The maximum precision achieved by this function is governed by the samling rate. If sub-sample precision is required, consider using adapt_timespan_interpolate()

seislib.utils.utils.adapt_timespan_interpolate(st1, st2, min_overlap=0)

Slices all traces from the two input streams to the overlapping timerange. Then returns a copy of the sliced streams. If the starttime of the sliced traces do not fit exactly (because of sub-sample time shifts), the traces are interpolated to remove the time shift.

Parameters
st1, st2obspy.Stream, obspy.Trace
Returns
st1_out, st2_outobspy.Stream, obspy.Trace

Obspy stream or trace depending on the input. The original input is not permanently modified (a copy is returned)

Raises
TimeSpanException

If no overlap is available

Notes

Interpolation can require a relatively long time depending on the size of the sliced stream. If speed is preferred to (sub-sample) precision, consider using adapt_timespan()

seislib.utils.utils.azimuth_backazimuth(lat1, lon1, lat2, lon2)

Calculates the azimuth and backazimuth (in degrees) between coordinate points (in degrees).

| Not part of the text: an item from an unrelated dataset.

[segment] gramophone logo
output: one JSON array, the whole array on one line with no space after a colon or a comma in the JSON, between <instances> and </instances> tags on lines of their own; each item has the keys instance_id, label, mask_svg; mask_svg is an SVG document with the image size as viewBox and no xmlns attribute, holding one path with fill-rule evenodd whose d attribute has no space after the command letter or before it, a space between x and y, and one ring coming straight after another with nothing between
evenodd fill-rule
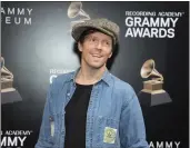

This function calls directly the obspy gps2dist_azimuth, it only extends its functionality through the numpy.vectorize decorator

Parameters
lat1, lon1, lat2, lon2float or array-like of shape (n,)

Coordinates of the points on the Earth’s surface, in degrees.

Returns
tuple of shape (2,) or ndarray of shape (n, 2)

The columns consist of azimuth azimuth and backazimuth

seislib.utils.utils.bandpass_gaussian(data, dt, period, alpha)

Gaussian filter of real-valued data carried out in the frequency domain

The bandpass filter is carried out with a Gaussian filter centered at period, whose width is controlled by alpha:

exp(-alpha * ((f-f0)/f0)**2)

where f is frequency and f0 = 1 / period.

Parameters
datandarray of shape (n,)

Real-valued data to be filtered

dtfloat

Time sampling interval of the data

periodfloat

Central period, around which the (tight) bandapass filter is carried out

alphafloat

Parameter that controls the width of the Gaussian filter

Returns
numpy.ndarray of shape (n,)

Filtered data

seislib.utils.utils.gc_distance(lat1, lon1, lat2, lon2)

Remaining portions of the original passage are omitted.